According to their origin story, this is a band that was founded largely thanks to the power of internet memes and Skype calls. Jointly hailing from New Zealand and the U.S., all eight members of Superorganism now call London their home base. Their self-titled debut sounds a bit like the Moldy Peaches, if they were produced by Wayne Coyne of the Flaming Lips. It's chock full of ear candy, zany samples and catchy melodies — all imbued with a sense of childlike wonder. — B.H.
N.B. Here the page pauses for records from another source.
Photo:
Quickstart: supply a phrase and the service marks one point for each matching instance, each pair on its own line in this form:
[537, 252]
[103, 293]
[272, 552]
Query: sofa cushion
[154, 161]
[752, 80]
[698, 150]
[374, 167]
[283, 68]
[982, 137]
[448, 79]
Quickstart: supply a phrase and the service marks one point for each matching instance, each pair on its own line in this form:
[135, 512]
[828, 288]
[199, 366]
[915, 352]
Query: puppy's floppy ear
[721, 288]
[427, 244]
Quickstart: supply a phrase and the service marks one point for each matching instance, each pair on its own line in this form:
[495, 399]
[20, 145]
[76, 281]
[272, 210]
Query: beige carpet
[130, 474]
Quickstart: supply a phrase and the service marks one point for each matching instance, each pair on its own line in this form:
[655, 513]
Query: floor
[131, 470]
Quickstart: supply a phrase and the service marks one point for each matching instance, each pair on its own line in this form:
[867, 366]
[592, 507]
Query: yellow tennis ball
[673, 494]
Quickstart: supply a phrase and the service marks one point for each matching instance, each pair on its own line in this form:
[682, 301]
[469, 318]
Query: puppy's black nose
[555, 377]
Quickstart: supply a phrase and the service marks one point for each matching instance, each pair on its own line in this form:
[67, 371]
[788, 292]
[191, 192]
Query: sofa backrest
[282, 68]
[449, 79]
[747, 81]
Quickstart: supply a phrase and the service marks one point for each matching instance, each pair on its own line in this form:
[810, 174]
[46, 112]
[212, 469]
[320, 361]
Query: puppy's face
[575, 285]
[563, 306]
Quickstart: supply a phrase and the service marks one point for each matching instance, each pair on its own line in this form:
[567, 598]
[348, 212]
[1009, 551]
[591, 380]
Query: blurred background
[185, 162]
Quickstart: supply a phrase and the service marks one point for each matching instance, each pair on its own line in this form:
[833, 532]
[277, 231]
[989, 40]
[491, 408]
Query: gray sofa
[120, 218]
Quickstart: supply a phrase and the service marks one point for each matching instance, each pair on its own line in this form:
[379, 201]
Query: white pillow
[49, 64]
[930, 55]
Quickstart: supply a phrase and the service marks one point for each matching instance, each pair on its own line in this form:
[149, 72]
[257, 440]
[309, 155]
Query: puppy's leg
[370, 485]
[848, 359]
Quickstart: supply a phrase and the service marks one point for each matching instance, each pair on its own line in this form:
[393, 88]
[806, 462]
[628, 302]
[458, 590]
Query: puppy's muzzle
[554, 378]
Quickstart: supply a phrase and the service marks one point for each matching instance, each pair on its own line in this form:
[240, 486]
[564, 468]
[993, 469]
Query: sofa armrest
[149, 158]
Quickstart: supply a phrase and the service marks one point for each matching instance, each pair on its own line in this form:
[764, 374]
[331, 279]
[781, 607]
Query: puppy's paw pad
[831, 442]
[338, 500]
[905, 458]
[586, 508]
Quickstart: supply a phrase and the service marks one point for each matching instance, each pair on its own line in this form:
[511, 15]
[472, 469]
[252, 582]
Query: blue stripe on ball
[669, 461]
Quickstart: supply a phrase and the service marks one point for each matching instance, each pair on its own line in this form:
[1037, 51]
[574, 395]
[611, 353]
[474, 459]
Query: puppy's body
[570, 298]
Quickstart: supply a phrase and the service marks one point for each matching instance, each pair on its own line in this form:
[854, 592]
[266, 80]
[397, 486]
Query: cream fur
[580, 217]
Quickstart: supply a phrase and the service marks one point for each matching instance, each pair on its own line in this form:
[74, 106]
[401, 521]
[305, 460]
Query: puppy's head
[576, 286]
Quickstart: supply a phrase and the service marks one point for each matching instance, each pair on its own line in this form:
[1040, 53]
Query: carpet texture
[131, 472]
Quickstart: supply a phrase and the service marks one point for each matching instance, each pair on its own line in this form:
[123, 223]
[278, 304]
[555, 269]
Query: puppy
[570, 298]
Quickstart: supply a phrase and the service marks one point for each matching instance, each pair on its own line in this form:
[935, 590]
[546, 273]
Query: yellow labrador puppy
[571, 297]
Justin Timberlake, Man Of The Woods
For his fifth studio album, Justin Timberlake traded in his "Suit & Tie" for something much more outdoorsy: Man Of The Woods. While it may seem like an unexpected turn of events, the album's title has a sweet connection. Silas, Timberlake's son's name, means "man of the woods." Musically, the 16-track album touches on an impressive array of genres, including R&B, pop, dance, soul, and Americana. "Filthy," for example sees the GRAMMY winner electrifying some funk, while "Say Something," a duet with Chris Stapleton, taps into a little bit of country rock. For all the musical adventure on this album, not only is it an enjoyable ride, but if you believe Variety's Chris Willman, it's "one crazy peanut butter cup of an album." — R.F.
Erika Wennerstrom, Sweet Unknown
The debut solo project from Erika Wennerstrom — frontwoman for the acclaimed garage rock act Heartless Bastards — manages to possess a sonic quality that exudes studio polish, while still maintaining the barely restrained edge that has come define her band as one of the still-burning torches of authentic rock. The album's lead single "Extraordinary Love" hearkens to Wennerstrom's signature Austin, Texas, rock sound, while her vocals and lyrics tell a tale full of world-worn flavor and longing for truth. From the first icy, reverb-laden guitar atmospherics of opening track "Twisted Highway" to the final echoing chorus of "Gravity" at the album's close, this record is a joyride of a listen. — B.H.
Jack White, Boarding House Reach
If you were intrigued, excited and more than a little bit perplexed at the teaser video Jack White released for his latest solo record back in December 2017, you weren't alone. Now that the three-month wait is over, the real thing is every bit as spastic, compelling and original as we'd hoped. Boarding House Reach is a direct reflection of the process White used to generate and construct it, starting with recording the best musicians and ending with a labored, if not bizarre, editing process that produced the LP's smattering of sounds. At times, White summons the spirit of Zach de la Rocha as if he were fronting the Mothers Of Invention and trying their hand at hip-hop — and yet, somehow, it works. — N.H.